An unbiased dice is thrown 10 times. Let X be the number of sixes obtained. Find:
C) P(X<mean)
The correct answer is .485, but I don't know how to get there. I tried
To find the probability P(X < mean), we first need to determine the mean or average of the number of sixes obtained.
Since we are throwing an unbiased dice 10 times, the probability of getting a six in a single throw is 1/6. The number of sixes obtained in 10 throws will follow a binomial distribution.
The mean (μ) of a binomial distribution is given by μ = n * p, where n is the number of trials and p is the probability of success in a single trial.
In this case, n = 10 (number of throws) and p = 1/6 (probability of getting a six in a single throw). Therefore, μ = 10 * (1/6) = 10/6 ≈ 1.67.

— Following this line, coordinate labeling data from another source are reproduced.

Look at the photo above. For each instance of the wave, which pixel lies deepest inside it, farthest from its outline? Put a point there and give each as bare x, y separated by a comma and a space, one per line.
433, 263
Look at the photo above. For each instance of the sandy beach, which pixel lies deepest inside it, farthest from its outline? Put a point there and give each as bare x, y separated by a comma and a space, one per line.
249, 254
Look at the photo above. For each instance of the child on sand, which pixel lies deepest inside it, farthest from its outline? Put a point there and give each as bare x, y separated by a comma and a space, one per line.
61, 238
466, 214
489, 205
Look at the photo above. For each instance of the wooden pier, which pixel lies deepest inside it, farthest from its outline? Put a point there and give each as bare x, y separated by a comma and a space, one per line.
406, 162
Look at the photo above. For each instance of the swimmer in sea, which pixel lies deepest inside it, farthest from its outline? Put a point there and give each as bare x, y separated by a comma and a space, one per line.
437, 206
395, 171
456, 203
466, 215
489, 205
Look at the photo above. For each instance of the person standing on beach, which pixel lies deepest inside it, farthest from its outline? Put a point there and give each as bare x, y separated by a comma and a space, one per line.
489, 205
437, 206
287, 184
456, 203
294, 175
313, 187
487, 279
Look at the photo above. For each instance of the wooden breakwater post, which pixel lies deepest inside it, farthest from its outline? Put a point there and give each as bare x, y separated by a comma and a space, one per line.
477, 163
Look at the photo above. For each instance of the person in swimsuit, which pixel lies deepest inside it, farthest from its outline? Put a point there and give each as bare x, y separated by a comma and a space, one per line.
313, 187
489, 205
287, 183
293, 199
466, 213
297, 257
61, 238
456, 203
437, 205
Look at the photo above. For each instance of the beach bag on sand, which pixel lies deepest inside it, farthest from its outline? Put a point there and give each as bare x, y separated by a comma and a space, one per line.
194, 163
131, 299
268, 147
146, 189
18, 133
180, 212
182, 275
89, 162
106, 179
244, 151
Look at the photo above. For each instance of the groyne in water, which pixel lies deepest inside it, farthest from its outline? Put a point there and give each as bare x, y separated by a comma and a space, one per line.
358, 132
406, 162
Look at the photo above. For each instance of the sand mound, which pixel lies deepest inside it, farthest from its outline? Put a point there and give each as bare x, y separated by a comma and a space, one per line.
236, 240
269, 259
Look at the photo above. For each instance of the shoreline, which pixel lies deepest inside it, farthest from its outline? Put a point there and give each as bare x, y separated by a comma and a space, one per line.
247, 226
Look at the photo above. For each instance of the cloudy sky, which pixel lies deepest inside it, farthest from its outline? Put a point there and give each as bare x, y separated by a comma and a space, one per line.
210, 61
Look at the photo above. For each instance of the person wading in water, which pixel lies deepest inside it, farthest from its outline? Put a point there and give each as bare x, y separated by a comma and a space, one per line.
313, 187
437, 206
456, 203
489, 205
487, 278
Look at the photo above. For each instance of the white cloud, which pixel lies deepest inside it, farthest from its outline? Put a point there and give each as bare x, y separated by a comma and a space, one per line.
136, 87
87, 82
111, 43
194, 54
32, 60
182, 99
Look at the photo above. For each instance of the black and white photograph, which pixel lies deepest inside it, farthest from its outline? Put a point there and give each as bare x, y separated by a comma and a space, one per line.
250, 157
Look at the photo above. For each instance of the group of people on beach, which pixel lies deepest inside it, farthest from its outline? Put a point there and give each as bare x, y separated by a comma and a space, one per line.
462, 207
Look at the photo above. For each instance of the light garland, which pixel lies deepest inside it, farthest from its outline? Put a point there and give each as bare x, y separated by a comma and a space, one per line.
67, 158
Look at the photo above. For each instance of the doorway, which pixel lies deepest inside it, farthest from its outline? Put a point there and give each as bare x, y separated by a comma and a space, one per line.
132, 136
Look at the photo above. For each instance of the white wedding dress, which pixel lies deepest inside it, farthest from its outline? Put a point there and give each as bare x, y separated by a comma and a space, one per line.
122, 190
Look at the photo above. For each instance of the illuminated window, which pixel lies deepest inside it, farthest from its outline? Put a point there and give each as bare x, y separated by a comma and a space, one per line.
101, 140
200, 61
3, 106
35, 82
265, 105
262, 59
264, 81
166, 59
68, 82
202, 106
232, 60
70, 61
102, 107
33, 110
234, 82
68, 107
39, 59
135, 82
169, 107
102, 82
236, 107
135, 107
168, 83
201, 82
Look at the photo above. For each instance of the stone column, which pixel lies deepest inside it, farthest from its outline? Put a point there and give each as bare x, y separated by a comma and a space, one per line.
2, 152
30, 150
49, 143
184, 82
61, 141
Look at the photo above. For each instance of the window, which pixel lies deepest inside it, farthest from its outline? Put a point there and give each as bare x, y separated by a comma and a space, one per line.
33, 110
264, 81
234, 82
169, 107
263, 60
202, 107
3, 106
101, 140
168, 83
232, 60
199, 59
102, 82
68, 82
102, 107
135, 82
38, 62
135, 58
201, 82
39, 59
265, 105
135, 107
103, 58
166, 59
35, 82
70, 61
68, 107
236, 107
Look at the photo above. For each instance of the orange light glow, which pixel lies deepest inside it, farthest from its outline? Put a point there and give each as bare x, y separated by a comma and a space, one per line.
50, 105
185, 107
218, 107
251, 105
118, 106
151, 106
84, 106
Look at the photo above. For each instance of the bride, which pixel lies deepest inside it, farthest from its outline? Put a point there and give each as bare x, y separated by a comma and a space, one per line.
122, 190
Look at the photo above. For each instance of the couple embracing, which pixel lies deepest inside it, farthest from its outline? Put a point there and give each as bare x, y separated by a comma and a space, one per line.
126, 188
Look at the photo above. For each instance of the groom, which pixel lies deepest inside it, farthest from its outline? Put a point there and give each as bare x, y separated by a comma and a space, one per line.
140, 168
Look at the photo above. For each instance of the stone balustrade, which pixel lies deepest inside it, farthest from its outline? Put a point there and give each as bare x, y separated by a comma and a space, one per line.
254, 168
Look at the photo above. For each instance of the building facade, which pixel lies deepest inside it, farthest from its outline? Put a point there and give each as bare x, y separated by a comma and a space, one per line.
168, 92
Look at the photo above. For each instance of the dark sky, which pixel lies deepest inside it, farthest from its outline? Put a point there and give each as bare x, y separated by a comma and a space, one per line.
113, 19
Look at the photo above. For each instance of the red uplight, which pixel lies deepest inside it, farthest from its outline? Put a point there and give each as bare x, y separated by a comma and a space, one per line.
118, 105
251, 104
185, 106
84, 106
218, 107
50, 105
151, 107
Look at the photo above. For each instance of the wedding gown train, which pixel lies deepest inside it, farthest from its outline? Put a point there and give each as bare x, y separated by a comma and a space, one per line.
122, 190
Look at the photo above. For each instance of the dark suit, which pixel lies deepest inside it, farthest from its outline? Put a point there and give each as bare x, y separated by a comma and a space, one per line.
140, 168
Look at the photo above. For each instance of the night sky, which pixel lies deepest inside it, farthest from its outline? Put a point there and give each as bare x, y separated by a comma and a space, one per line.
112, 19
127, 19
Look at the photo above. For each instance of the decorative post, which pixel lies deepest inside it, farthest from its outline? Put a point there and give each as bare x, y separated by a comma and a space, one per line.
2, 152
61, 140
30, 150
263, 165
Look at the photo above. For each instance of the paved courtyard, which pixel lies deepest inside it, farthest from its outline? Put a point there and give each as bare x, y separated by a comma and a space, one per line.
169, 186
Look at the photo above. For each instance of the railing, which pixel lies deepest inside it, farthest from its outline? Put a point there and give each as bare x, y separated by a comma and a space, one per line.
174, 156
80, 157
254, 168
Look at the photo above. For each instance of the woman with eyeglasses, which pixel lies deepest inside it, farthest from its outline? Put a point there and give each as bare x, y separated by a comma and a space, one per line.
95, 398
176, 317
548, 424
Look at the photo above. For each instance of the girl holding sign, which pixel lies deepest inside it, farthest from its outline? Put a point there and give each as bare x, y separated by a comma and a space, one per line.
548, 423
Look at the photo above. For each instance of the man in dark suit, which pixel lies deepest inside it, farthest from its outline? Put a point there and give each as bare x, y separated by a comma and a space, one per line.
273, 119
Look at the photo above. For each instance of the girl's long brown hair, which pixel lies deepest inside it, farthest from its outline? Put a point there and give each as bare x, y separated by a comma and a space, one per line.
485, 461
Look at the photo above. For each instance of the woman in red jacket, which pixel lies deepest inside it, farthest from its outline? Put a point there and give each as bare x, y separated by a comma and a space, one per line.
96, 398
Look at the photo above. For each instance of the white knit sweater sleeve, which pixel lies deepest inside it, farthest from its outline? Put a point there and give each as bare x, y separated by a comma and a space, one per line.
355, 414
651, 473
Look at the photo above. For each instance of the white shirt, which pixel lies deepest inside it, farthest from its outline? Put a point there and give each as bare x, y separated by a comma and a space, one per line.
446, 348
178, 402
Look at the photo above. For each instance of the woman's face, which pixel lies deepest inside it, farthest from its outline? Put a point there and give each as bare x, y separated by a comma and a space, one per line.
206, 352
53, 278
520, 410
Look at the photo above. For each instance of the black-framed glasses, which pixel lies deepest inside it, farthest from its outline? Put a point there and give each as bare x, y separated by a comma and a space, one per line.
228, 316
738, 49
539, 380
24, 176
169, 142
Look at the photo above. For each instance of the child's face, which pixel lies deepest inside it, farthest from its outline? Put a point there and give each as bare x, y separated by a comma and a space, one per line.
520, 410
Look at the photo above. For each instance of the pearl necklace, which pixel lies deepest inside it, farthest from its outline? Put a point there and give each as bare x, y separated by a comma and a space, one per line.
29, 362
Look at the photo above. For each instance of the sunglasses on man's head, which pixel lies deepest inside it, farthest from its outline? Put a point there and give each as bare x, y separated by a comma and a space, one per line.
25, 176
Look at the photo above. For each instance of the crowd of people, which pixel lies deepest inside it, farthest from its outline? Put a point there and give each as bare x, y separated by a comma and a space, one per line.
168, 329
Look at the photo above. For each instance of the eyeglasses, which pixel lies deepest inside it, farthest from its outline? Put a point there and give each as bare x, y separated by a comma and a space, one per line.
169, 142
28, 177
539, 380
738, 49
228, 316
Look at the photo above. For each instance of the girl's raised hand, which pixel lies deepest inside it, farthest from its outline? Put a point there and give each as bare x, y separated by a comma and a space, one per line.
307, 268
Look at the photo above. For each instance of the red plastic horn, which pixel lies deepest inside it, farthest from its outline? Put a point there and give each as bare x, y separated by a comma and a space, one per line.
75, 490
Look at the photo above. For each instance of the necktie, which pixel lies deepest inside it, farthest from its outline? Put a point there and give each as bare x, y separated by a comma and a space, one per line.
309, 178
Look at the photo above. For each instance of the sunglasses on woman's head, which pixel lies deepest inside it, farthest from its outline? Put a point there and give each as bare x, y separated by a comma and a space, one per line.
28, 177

Now we need to find P(X < μ), which means finding the probability of getting less than 1.67 sixes.
To calculate this probability, we can use the binomial probability formula or approximate it using a normal distribution to simplify the calculation. Let's use the latter approach.
Since n is large (n = 10), we can assume that X follows an approximately normal distribution with mean μ and variance σ^2 = n * p * (1 - p).
In this case, σ^2 = 10 * (1/6) * (1 - 1/6) = 10/36 ≈ 0.278.
The standard deviation (σ) is the square root of the variance, so σ ≈ √(0.278) ≈ 0.527.
Now, to find P(X < μ), we can standardize the random variable X using the z-score formula:
z = (X - μ) / σ.
For X = 1 (since we want to find P(X < μ)), the z-score becomes:
z = (1 - 1.67) / 0.527 ≈ -1.263.
To find the probability P(Z < -1.263), where Z is a standard normal random variable, we can use a standard normal distribution table or a calculator. This value is approximately 0.102.
Therefore, P(X < μ) ≈ 0.102.
Note: The given answer of 0.485 you mentioned does not seem to be correct based on the calculations above. Make sure to double-check the answer or provide additional context if needed.